A downtown stadium, he says, is about the city itself. Its identity. Its heart.
Eisner, an unofficial, unpaid adviser to Mayor Eric Garcetti, has been working behind the scenes to bring pro football back to the center of the nation's second largest city.
The Hollywood dealmaker is coaxing. He's nudging. He says he is on the phone with the NFL all the time to keep the talks going.
So, will Los Angeles finally close a deal after two decades without a football team? Garcetti says it's highly likely next year. Eisner, however, adds a caveat.
“It's not my decision,” he says. “At the end of the day, it's not the mayor's decision. The owners decide.”
A league ruling on football's future in Los Angeles could come early next year.
The city's aspirations are hitched to Anschutz Entertainment Group, which owns the NHL's Los Angeles Kings and the downtown Staples Center, home of the NBA's Lakers and Clippers.
Under its deal with City Hall, the company, led by billionaire Philip Anschutz, has until April to sign a football team.

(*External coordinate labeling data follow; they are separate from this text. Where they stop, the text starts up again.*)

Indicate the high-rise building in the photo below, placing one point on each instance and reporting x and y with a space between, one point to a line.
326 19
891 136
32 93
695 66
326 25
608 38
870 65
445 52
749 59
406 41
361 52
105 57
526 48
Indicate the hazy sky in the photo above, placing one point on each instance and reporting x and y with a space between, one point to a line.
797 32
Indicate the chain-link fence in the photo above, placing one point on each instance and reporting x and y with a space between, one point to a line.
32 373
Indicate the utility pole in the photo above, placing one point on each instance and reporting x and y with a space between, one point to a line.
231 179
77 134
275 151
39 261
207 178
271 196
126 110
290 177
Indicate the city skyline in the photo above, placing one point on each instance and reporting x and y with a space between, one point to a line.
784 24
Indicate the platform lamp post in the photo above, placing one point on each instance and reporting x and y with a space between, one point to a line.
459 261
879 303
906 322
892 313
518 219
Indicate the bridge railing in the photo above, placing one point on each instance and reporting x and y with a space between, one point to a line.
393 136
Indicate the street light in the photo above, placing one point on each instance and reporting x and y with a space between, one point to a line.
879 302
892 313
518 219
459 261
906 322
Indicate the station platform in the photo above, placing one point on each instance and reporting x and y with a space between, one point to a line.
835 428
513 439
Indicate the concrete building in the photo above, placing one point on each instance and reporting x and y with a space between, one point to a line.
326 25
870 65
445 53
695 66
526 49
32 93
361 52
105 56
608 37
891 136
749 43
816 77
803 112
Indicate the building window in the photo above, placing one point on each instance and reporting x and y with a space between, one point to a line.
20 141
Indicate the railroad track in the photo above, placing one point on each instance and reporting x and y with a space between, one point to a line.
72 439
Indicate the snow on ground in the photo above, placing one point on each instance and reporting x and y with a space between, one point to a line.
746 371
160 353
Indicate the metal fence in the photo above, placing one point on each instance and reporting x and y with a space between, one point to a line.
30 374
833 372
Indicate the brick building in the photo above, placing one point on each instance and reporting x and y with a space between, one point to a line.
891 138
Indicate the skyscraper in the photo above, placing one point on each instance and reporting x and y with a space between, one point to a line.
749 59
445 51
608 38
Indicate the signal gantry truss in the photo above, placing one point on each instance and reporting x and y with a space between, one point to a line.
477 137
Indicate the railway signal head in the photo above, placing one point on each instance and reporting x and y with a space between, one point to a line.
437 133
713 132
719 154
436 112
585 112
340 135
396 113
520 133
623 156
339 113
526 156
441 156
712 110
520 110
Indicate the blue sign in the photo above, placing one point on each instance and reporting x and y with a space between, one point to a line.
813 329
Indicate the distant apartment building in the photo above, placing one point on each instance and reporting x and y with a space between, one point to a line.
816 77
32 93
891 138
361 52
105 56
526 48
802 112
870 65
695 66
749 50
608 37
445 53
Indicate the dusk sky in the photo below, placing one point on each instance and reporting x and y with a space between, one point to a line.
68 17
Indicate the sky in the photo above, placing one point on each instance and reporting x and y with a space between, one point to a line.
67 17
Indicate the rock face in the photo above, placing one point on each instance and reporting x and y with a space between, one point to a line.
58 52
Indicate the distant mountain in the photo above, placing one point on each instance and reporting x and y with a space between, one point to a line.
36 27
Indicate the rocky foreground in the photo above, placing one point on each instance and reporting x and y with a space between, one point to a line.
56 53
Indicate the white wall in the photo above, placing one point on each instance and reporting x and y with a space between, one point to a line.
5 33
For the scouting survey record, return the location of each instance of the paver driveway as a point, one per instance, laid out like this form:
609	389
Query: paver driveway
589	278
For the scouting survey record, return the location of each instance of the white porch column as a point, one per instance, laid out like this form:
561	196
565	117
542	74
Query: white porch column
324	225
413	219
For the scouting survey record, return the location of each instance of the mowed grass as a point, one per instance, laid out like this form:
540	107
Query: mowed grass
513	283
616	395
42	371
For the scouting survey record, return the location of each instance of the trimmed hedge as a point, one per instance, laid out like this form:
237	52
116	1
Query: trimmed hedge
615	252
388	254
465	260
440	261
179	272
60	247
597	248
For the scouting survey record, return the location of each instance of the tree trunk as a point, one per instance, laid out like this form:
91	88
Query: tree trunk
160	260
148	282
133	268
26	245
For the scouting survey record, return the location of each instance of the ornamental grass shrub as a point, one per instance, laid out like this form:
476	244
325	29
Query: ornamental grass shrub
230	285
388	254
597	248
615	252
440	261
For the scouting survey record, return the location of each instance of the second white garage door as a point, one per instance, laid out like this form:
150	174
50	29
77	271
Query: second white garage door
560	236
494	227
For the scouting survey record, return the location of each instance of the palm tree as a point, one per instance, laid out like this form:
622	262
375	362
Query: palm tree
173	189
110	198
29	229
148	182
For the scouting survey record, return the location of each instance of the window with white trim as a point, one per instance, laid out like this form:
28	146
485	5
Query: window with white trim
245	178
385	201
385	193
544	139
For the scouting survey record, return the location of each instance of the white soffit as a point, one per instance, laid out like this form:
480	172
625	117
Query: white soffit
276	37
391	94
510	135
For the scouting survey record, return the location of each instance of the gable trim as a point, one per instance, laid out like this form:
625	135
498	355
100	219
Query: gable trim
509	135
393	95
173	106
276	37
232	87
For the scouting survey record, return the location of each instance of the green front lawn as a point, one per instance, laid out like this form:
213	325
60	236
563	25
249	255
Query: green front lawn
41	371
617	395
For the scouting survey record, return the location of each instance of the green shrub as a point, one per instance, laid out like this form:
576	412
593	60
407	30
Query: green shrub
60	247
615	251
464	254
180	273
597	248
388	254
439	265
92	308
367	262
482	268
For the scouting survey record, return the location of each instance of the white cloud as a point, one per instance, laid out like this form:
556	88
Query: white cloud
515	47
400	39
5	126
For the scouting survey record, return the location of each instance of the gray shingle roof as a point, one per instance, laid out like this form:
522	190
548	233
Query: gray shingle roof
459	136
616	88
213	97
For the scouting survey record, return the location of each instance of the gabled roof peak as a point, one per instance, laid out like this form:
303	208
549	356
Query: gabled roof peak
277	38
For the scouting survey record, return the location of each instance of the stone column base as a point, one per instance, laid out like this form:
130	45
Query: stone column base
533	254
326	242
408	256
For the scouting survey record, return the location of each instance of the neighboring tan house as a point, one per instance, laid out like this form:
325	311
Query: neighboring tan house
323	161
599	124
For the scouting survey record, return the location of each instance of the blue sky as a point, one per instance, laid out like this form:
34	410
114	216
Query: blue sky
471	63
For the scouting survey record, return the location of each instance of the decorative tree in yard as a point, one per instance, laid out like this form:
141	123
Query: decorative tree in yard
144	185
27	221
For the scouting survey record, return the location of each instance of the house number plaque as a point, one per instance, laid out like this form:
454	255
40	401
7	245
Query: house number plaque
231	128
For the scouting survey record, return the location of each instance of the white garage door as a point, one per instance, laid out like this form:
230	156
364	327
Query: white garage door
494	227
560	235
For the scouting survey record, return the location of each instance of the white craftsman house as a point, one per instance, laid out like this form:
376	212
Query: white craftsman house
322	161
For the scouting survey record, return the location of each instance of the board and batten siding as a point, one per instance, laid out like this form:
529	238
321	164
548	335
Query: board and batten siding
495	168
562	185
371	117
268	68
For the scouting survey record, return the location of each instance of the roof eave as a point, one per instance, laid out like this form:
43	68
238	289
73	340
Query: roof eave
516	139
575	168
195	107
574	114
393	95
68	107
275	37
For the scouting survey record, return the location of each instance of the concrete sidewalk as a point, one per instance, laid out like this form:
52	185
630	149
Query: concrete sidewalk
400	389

If that happens, construction of a downtown stadium could begin.
However, any stadium plan would require approval from two-thirds of the NFL's 32 owners, and a franchise move to Los Angeles would need the approval of three-fourths of those owners.
Several teams that can exit their lease deals are considered possible transplants — the Raiders, San Diego Chargers and St. Louis Rams. All three have historical ties to Los Angeles — the Raiders and Rams franchises were once based in the city, and the Chargers played their inaugural season in Los Angeles in 1960.
The city is facing potential competition from its own suburbs.
A company tied to Rams owner Stan Kroenke has purchased a 60-acre site in Inglewood, about 10 miles south of downtown Los Angeles, though no development plans have been announced. In addition, a proposed stadium project has been floated for years in the city of Industry, about 20 miles east of downtown.
Meanwhile, in San Diego, the Chargers hope to have a measure for a new stadium on the 2016 ballot, but the team could still declare its intention to relocate to Los Angeles. Raiders owner Mark Davis has said he wants a new stadium, preferably in Oakland. Still, he has met with officials in San Antonio and expressed interest in returning to Los Angeles — if a deal can't be reached in Oakland.
For years, Los Angeles has tried to restore the luster to its once vibrant downtown that withered decades ago after trolley lines were dismantled and freeways begat sprawl. It's come a long way, buoyed by the success of the LA Live entertainment complex that has grown up around the Staples Center and the opening of restaurants, condos and hotels.
Eisner believes an NFL stadium would maintain the momentum.
“It just felt to me that if we could pull this off, particularly in the downtown area, that the renaissance of Los Angeles … could be enhanced,” he said.